While such social distinctions have faded, the growth of commuter housing across East Lothian and rampant right-to-buy (RTB) saw a huge growth in private detached homes but little that was affordable to rent. Although I’m supportive of RTB, it must be balanced by new build. But ELC stopped building 30 years ago so barely 8,000 of their original 20,000 were still on their books. The pips began squeaking for young people not in ‘priority need’ seeking to rent locally.
ELC should have kept building, despite RTB. A house built for £35k in East Lothian and rented for ten years would then be valued much more; ELC would have received a sum comparable to their outlay—even with discount—they could then invest in another new house. Unfortunately, no such bold step was taken. The Homes For Life arms’-length registered social landlord alternative singularly failed to fill the gap—building 300 homes in five years when asked to deliver 500 homes in three years.
Fortunately for people waiting decades to rent a council house, six years ago ELC did grasp the thistle with an ambitious programme for 1,000 council homes across the county.

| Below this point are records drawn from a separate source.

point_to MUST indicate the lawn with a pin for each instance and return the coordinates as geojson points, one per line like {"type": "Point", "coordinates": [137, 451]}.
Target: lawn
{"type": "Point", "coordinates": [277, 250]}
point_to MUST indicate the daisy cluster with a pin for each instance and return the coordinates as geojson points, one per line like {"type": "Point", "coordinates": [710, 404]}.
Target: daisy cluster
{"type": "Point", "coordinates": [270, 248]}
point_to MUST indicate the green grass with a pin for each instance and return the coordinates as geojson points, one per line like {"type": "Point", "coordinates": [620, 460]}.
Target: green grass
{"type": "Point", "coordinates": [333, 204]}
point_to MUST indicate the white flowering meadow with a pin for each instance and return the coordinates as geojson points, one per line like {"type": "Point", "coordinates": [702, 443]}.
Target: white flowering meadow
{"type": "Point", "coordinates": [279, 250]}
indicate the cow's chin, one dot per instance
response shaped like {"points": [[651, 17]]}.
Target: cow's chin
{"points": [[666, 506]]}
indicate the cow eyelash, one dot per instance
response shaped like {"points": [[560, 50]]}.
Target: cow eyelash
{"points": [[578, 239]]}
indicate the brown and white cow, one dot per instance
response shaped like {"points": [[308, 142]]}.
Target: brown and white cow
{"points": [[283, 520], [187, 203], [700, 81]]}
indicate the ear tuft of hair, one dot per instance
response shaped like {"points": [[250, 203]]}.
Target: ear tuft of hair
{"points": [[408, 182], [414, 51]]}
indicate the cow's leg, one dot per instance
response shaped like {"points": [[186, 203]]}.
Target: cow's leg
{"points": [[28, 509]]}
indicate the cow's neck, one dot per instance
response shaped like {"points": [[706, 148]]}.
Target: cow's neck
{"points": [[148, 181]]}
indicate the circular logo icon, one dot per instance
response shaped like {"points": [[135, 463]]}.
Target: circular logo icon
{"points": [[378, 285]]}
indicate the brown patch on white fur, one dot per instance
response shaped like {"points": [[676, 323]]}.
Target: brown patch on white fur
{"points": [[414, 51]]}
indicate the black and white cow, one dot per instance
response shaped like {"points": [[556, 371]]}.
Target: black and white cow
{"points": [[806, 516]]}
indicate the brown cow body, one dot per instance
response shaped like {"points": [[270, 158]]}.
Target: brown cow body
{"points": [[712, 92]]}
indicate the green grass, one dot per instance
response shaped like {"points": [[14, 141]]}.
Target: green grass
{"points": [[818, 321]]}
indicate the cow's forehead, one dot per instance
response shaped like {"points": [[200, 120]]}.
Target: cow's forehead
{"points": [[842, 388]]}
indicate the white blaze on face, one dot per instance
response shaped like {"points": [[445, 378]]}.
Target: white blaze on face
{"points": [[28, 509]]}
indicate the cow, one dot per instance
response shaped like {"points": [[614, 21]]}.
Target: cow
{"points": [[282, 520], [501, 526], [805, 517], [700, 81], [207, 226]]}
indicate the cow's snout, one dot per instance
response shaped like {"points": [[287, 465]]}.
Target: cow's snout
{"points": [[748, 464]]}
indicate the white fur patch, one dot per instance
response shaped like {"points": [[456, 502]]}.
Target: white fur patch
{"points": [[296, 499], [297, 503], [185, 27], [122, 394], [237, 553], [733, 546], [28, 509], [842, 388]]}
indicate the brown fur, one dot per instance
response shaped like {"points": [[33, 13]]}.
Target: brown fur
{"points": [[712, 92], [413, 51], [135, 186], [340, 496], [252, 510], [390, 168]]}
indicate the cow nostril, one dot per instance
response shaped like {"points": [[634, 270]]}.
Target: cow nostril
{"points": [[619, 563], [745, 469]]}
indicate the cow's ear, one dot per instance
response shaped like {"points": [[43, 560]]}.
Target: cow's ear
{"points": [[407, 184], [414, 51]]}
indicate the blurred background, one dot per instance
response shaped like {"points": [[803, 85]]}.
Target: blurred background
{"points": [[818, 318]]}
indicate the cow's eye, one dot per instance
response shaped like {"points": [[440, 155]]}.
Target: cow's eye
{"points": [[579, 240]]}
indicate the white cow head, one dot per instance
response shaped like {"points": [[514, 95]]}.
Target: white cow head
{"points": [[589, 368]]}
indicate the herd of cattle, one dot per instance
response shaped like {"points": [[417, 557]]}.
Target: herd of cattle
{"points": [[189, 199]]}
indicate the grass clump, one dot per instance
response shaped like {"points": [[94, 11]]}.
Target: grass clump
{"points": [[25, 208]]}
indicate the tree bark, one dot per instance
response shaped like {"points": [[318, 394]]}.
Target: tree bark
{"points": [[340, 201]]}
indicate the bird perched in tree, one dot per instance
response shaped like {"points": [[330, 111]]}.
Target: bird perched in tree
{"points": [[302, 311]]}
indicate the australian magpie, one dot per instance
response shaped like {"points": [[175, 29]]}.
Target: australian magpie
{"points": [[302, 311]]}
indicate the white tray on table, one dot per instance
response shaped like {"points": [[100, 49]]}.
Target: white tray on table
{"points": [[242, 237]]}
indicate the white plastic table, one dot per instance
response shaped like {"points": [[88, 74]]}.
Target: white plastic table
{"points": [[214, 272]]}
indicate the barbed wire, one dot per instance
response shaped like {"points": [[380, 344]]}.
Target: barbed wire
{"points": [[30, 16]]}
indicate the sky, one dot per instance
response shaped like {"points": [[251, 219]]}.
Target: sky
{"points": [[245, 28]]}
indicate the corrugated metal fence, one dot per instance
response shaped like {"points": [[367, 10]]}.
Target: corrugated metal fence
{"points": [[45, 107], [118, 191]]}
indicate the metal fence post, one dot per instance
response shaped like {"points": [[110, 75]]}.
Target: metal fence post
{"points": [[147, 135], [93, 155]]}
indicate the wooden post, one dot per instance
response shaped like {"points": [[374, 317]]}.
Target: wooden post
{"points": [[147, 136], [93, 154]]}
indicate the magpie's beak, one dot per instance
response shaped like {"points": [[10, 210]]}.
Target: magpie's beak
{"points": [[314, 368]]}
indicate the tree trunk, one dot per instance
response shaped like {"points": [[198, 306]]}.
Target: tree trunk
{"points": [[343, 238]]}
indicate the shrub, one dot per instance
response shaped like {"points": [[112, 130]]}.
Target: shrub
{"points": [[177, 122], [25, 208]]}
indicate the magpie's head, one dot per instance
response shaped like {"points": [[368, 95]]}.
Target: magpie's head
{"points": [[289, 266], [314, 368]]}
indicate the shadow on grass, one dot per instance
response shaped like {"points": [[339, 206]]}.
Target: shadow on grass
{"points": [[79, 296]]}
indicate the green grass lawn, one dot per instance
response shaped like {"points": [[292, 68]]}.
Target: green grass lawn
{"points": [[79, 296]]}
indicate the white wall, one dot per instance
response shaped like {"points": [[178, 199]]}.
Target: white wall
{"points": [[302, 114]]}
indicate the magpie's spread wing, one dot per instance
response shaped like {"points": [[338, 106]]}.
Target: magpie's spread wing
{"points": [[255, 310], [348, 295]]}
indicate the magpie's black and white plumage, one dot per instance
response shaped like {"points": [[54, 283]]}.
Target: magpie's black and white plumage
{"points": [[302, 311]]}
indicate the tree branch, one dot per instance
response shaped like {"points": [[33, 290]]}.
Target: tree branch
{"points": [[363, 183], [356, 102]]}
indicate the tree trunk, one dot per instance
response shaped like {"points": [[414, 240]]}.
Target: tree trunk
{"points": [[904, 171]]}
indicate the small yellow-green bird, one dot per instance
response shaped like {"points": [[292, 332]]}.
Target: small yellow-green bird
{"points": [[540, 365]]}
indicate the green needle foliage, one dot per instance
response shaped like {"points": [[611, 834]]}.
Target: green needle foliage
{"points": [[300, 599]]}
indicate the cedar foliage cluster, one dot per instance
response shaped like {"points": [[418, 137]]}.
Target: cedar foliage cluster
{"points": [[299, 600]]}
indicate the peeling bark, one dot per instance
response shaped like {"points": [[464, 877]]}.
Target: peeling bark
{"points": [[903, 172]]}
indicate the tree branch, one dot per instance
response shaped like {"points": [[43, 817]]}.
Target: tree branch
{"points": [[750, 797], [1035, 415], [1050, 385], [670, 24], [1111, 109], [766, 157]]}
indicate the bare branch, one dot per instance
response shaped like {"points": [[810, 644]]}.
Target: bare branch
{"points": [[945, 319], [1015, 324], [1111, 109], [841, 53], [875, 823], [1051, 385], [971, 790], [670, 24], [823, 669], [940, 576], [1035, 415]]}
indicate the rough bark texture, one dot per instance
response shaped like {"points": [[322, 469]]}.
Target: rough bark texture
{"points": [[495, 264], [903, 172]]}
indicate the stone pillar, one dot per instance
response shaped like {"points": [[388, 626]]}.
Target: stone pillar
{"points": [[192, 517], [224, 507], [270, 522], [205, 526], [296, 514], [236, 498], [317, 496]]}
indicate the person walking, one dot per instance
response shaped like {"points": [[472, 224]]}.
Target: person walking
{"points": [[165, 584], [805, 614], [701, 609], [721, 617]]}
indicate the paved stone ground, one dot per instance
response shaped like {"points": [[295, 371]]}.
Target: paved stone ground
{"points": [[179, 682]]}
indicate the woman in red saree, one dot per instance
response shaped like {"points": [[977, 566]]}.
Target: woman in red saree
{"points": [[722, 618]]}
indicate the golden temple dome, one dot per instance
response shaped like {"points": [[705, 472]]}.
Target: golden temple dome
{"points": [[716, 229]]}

From the first handful at Macbeth Moir Road in Musselburgh’s ‘Wimpeys’ snug and well designed homes in Dunbar’s Lochend and the 100-home site of Muirpark Wynd in Tranent, the long waiting list went down while standards went up.
As evidenced by the last of the 42 new homes in Law View, North Berwick that was handed over this week, modern council houses are not only more spacious, better built and better insulated than private estates but their layout and style are not only more child- and community-friendly. So much so they are being entered for architectural awards. In contrast the ‘desirable’ 5-bedroom Cala homes across town are seen as expensive ‘cookie cutter’ exemplars of what’s wrong with house design in Scotland.